Pumpin' up, staying fit it for or battle
By Sgt. Ann Venturato
Staying fit while being deployed takes working around a busy schedule in a high tempo environment; however, many Soldiers are still taking the time necessary to workout and staying fit.
"I make time in my weekly schedule to workout," said Sgt. 1st Class Orlando Galarza, who has been a Master Fitness Trainer for seven years now. "I get up at 4 a.m. in the morning on Tuesday through Saturday to work out at the gym."
"I exercise to maintain my current fitness level for the next two years," said Galarza, who is the NCOIC of the 13th COSCOM's Communications section.
"I do 200 to 300 sit-ups every night," said Staff Sgt. Alexander Bryant, who has been a Command Total Fitness Trainer for almost two years. "I workout during the evenings six nights a week, and run two and one-half to three miles, three times a week."
"My goal is to get into peak physical fitness like I was back in 2000," said Bryant, who is an ammunitions manager for the 13th COSCOM. "My goal is to be able to bench press 405 pounds and dead lift 100 pounds."
Command Total Fitness Trainers are trained on new ways to stretch out and exercise that will help prevent injuries to Soldiers and trained on the new physical fitness test standard, said Bryant.
Both fitness trainers suggested that variety in exercise is very important. Galarza and Bryant said they make sure to exercise different muscle groups on different days so they don't over stress specific muscles and give each muscle group rest or time to recover.
"Soldiers should find someone to go work out with; someone who will give them a push to get a good workout," said Galarza, who says he enjoys competing in bench press competitions.
Spc. Deana Luna, a communications specialist with the 13th COSCOM, said she also works out with a partner.
"We have a contest going on to see who will have the best-toned abs by the end of the deployment," Luna said.
"Maintaining the workout schedule is just as important as making time to workout. Soldiers need to be committed to keeping up a regular workout schedule," Galarza said. "Getting in shape doesn't happen overnight; it's a work in progress. Soldiers shouldn't get discouraged from working out just because they don't see the immediate results they want."
Bryant said he maintains a low carbohydrate diet, which includes a lot of green vegetables and some low fat proteins.
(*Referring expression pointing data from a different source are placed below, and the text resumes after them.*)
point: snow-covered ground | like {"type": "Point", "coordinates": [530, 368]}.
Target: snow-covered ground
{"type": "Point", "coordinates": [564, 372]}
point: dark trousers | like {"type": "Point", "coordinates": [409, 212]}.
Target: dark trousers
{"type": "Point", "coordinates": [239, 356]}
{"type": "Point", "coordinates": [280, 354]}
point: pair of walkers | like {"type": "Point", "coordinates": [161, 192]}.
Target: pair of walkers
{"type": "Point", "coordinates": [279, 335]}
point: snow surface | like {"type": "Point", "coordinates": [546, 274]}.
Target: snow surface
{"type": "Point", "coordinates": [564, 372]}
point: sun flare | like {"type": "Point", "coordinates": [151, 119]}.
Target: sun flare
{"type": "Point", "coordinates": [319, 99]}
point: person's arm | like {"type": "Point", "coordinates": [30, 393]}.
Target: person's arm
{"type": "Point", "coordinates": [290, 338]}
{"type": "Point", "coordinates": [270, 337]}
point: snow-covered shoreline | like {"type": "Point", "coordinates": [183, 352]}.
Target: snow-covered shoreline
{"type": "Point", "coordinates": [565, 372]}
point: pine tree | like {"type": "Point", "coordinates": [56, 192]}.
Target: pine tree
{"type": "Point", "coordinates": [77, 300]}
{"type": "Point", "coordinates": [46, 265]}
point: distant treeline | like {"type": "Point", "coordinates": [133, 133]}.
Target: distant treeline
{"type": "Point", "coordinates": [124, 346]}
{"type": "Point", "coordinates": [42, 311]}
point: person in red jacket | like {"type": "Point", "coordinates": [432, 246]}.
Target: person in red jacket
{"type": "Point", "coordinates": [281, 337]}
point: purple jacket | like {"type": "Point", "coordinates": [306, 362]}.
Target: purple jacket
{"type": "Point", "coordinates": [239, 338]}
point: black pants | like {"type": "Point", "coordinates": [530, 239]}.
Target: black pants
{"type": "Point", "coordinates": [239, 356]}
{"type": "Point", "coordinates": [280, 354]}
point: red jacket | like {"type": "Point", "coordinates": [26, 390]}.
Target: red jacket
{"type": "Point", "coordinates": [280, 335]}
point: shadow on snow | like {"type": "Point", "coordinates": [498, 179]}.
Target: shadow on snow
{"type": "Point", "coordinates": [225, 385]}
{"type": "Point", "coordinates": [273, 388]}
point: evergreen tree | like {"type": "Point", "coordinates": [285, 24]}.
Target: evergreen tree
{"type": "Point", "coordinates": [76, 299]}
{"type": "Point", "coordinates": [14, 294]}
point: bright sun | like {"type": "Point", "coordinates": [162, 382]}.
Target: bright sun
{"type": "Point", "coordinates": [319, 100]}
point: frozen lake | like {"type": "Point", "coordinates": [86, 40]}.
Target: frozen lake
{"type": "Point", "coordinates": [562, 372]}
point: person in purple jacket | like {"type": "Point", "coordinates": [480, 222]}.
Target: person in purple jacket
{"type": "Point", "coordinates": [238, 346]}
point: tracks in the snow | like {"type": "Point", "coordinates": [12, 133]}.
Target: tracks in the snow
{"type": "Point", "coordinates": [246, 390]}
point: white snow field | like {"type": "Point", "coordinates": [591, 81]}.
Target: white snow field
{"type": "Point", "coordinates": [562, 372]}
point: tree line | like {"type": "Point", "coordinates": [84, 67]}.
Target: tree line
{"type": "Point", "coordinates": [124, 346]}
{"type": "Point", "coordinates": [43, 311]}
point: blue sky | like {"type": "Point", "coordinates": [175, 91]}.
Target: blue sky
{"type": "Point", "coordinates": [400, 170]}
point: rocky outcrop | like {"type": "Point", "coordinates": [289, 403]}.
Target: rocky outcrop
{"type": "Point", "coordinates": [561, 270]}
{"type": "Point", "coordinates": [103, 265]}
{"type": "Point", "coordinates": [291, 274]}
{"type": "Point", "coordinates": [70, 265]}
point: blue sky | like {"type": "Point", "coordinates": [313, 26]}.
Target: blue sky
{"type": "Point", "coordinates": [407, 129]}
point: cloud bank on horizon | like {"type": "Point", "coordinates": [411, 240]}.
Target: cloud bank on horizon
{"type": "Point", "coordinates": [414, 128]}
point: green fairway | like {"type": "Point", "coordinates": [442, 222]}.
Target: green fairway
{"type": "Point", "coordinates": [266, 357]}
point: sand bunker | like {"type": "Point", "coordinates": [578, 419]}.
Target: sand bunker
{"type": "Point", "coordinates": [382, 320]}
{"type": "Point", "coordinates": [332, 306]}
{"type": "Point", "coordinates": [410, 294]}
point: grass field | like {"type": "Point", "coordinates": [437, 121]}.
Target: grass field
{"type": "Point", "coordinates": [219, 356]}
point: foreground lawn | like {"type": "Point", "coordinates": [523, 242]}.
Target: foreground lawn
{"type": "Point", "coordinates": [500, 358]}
"Another tip for Soldiers is to eat right," Bryant said. "I suggest soldiers stay away from sweets and cut down on the high fat and fried foods."
"Soldiers need to start off slow on a workout program that fits their workout ability at that moment and [gradually] work to increase the intensity of the workout," Bryant said.
"It is good for Soldiers to live a healthy lifestyle," Bryant said. "Soldiers need to stick with exercise and try to maintain a workout program."
Staff Sgt. Matthew Morrow, a Master Fitness Trainer with Company D, 29th Signal Battalion said, "Seventy-five percent of fitness is diet. Soldiers should stay away from fats, high carbohydrates and high fatty foods."
"No amount of exercise will produce any gains in weight loss, if a Soldier has a poor diet," said Morrow, who successfully assisted 40 Soldiers in getting off the overweight program at his previous unit.
Morrow has experience as a personal trainer. Since he has been here in Iraq, Morrow has written out diet plans for 25 Soldiers.
Lt. Col. Betty Holm, the medical plans officer for the 13th COSCOM said, "Exercise makes you feel better, gives you energy, builds self-esteem, and makes time here go by faster."
NCOIC for the 13th COSCOM Communications section has been a Master Fitness Trainer for seven years and trains with a partner when he works out.